# Zion & Bryce Utah



## KenCarr (Aug 20, 2004)

New to the boards here so just checking in and saying hello.

My family is going out west to Utah and was wondering if anyone has any tips about going to Zion national and also Bryce Canyon in UT. Where to stay etc. We have a 27' and I think a lot of the parks out there don't allow anything over a 21'. 

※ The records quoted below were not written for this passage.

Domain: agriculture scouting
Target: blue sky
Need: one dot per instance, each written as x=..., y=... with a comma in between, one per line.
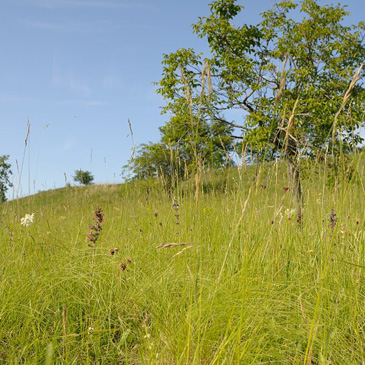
x=78, y=69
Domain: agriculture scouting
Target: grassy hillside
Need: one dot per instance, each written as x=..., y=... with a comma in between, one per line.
x=219, y=274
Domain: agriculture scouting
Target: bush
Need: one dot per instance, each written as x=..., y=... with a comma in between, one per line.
x=83, y=177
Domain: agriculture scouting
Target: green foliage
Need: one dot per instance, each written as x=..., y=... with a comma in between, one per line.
x=288, y=75
x=248, y=285
x=83, y=177
x=185, y=146
x=5, y=172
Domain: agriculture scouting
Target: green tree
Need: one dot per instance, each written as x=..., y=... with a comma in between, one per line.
x=184, y=148
x=295, y=77
x=5, y=173
x=83, y=177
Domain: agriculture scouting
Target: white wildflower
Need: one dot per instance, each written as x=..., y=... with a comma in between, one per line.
x=289, y=213
x=28, y=220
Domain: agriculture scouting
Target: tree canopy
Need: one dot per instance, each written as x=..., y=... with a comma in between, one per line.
x=296, y=76
x=5, y=173
x=83, y=177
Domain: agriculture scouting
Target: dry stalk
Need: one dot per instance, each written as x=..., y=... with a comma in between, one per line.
x=282, y=80
x=180, y=252
x=346, y=97
x=172, y=244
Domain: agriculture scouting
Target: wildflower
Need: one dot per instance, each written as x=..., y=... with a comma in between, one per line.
x=333, y=220
x=95, y=229
x=112, y=251
x=28, y=220
x=289, y=213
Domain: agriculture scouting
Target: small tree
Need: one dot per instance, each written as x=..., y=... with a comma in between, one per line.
x=296, y=79
x=4, y=177
x=83, y=177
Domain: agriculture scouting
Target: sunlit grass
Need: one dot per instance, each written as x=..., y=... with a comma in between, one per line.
x=246, y=284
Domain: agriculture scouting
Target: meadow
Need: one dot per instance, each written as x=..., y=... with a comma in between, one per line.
x=219, y=272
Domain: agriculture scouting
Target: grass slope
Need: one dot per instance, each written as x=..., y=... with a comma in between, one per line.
x=249, y=286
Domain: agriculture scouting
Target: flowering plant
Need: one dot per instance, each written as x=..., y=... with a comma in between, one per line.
x=27, y=220
x=95, y=229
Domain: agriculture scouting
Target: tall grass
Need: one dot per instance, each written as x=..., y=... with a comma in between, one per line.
x=249, y=286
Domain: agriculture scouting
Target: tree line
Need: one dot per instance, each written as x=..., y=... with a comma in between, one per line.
x=296, y=77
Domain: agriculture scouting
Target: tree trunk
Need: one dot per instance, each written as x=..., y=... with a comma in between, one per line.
x=295, y=179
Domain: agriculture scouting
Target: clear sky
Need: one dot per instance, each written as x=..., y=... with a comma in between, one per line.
x=78, y=69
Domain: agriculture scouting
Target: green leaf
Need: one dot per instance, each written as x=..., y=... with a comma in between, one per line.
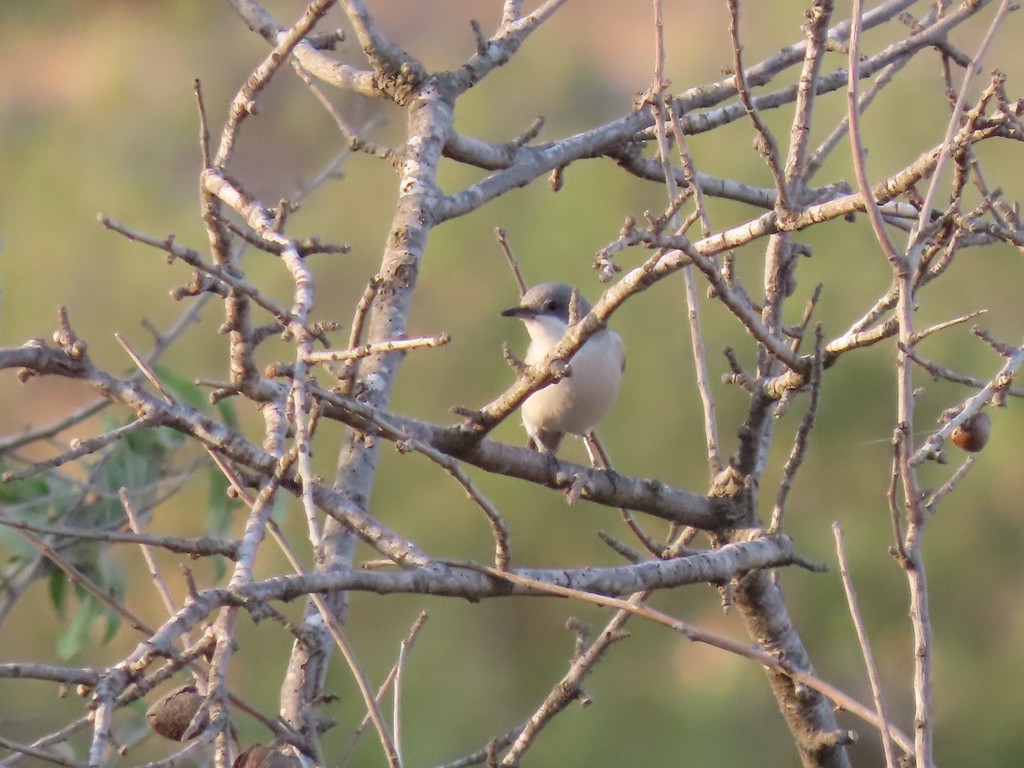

Any and all info will be greatly appreciated.

Thanks


----------



## janicenlarry (Aug 20, 2004)

Zion & Bryce Utah

Pull out your Trailer Life and you will find a number of parks in the vicinty of both parks.  Go on line and see what the parks will allow as far as length goes.  They are great places to visit.  Try to see all of the Utah parks.  They are fantastic.


----------



## ARCHER (Aug 21, 2004)

Zion & Bryce Utah

Good advice from Larry.  Welcome to the forum.  Most parks do have a web site so look um up.  Trailer Life good resource for planning.


----------



## KenCarr (Aug 24, 2004)

Zion & Bryce Utah

Thanks for the advice and also the welcome. I'll check out Trailer Life and see what's up. I've heard that some of the National Parks can be a bit of a zoo and sometimes private camp grounds are a better option.


----------